Tentata estorsione a imprenditori per conto degli "amici di Vibo": commerciante ai domiciliari
Il Tribunale di Catanzaro ha accolto l'istanza presentata dagli avvocati Salvatore Staiano e Vincenzo Cicino concedendo gli arresti domiciliari a Vincenzo Puntoriero, commerciante di 64 anni originario di Rosarno ma residente a Vibo Valentia arrestato lo scorso febbraio nell'ambito dell'operazione denominata 'Mbasciata.

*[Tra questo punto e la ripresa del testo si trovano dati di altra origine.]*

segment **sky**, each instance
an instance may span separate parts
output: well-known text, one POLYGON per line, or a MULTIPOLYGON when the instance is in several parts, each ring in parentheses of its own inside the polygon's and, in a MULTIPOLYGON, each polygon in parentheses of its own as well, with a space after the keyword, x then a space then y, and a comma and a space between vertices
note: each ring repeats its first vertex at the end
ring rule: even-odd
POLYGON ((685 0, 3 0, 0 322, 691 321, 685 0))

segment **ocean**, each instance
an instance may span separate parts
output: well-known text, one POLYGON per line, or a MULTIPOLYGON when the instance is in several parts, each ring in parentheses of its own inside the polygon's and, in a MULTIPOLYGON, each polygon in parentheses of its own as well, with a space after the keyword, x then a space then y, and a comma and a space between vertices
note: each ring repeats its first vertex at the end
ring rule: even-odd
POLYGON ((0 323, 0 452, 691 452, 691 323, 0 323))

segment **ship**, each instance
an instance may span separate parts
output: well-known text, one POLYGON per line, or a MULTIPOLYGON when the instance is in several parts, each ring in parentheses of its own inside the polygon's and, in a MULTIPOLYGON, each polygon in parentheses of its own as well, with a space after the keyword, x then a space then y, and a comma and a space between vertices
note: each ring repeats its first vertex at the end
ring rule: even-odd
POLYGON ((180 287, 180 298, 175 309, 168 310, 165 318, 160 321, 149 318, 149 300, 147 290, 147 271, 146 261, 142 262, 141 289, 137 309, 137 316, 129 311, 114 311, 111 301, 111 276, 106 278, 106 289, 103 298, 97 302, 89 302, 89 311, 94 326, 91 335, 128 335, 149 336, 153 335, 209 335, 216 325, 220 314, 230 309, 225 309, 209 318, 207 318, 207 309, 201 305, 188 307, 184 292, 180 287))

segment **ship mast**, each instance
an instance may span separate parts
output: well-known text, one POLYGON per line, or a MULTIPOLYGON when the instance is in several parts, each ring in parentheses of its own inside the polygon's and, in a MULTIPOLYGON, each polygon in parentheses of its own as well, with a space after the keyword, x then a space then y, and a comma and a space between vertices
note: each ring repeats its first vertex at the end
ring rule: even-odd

Le accuse. Al centro dell’inchiesta i tentativi estorsivi che sarebbero stati fatti nei confronti di due fratelli, imprenditori edili di Arena, impegnati in alcuni lavori per il ripristino della rete idrica e fognaria in via Terravecchia a Vibo Valentia. Secondo l'accusa i due imprenditori sarebbero stati "avvicinati" più volte dai "mediatori" (ii una circostanza anche da Puntoriero) per conto degli "amici di Vibo" con l'obiettivo di convincerli a pagare una mazzetta di duemila euro, in pratica il 5% dell'importo del'appalto. Pressioni che però non hanno sortito l’effetto desiderato considerato che gli imprenditori di Arena anziché piegarsi alla richiesta hanno subito denunciato tutto ai carabinieri della Stazione del loro paese. E proprio dai militari di Arena – guidati dal maresciallo Valerio Oriti – l’indagine è partita e l’inchiesta è stata successivamente sviluppata con il supporto dei carabinieri del Nucleo operativo della Compagnia di Serra San Bruno – comandata dal capitano Marco Di Caprio – e il coordinamento della Direzione distrettuale antimafia di Catanzaro.